Kommentar Europäische Protestformen: Mit zivilem Ungehorsam zum Erfolg

Kalkulierte Gesetzesverletzungen haben ihren Schrecken verloren. Sie werden zunehmend als Protestform akzeptiert.

Seit der DGB-Vorsitzende Michael Sommer vor "sozialen Unruhen" als Folge von Massenentlassungen gewarnt hat, ist eine Diskussion entbrannt, deren Hauptkennzeichen die Selbstbeschwichtigung bildet. Die zeitweilige Festsetzung von Chefs wie in Frankreich, Betriebsbesetzungen wie in Großbritannien sind - so unsere Politiker - im Musterland der Sozialpartnerschaft und des politischen Konsenses undenkbar.

Diese Argumentation verschweigt, dass dem Sozialstaat ein Deal zugrunde liegt: sozialer Frieden gegen Existenzsicherung der LohnarbeiterInnen. Bei Massenentlassungen im großen Stil wird die Gültigkeit des Sozialvertrags prekär. Denn der "soziale Frieden" ist keine zweite Haut, deren sich die Lohnabhängigen nicht mehr entledigen könnten. Wie auch der Verzicht auf radikale Kampfformen nicht zu einer tief verwurzelten deutschen "Mentalität" gehört.

Natürlich setzen sich die Deutschen nicht umstandslos über das Strafrecht hinweg. Nur die Schwäche der französischen und britischen Gewerkschaften, heißt es jetzt in der Öffentlichkeit, ihr Mangel an Schlagkraft, mache die anarchischen Aktionen bei unseren Nachbarn möglich. Gewiss, die zentralisierte Verhandlungsmacht der deutschen Gewerkschaften ist größer, auch die disziplinierende Wirkung der Zentrale auf die Basis. Aber auch bei den Mitgliedern ist ein Mentalitätswandel bemerkbar, indem sie mehr autonome Entscheidungsfreiheit fordern.

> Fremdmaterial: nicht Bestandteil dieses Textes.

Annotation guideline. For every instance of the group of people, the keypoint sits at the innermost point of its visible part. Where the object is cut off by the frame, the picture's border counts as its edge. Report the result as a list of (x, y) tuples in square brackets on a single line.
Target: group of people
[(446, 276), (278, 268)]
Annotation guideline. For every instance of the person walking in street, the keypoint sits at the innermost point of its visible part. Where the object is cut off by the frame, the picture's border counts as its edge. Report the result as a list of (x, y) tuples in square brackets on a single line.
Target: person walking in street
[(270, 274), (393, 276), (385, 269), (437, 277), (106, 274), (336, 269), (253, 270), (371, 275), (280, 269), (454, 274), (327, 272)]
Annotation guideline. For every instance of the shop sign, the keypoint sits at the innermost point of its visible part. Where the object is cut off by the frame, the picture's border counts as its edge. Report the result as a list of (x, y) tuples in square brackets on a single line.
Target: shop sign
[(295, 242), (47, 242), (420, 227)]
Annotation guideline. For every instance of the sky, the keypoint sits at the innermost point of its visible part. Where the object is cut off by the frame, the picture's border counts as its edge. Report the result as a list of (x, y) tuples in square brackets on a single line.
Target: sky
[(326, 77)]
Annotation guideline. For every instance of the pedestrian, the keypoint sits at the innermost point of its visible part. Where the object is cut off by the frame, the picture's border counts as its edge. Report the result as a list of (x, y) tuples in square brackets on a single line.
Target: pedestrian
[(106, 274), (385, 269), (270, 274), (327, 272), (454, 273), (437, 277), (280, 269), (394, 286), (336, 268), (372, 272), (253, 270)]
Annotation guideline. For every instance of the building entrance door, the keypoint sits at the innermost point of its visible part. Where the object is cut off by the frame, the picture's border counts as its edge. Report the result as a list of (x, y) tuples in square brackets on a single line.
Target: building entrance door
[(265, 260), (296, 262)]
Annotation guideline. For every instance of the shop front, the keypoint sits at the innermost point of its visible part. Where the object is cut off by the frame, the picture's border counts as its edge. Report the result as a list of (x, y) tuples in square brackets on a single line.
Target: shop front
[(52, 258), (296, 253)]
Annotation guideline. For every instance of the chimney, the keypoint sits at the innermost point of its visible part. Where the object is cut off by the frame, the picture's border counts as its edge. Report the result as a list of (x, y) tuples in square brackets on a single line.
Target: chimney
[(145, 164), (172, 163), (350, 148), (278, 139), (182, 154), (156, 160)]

Hinsichtlich der Kampfformen hat die kalkulierte Gesetzesverletzung ihren Schrecken verloren und wird zunehmend als ziviler Ungehorsam akzeptiert. Mit dieser Art Ungehorsam teilen die Kampfformen der britischen wie französischen ArbeiterInnen die Beachtung humaner Grenzen sowie vernünftige Forderungen. Ihre Aktionen werden zwar von Wütenden unternommen, sind aber nicht Ausdruck blinder Wut. Sie geben dieser Wut vielmehr eine Form, die Lösungen ermöglicht. Die Festsetzung der Chefs geht in voller Öffentlichkeit vor sich und wird von viel Sympathie begleitet, den Chefs selbst wird kein Haar gekrümmt. Schließlich: Positive Verhandlungsergebnisse folgen.

Jetzt heißt es, "soziale Unruhen" kämen stets den Rechtsradikalen zugute und gefährdeten die Demokratie. Das Gegenteil stimmt. Nur die kampflose Hinnahme von Massenarbeitslosigkeit und sozialer Demontage bereitet der Sehnsucht nach dem neuen Führer und damit dem Rechtsradikalismus den Boden.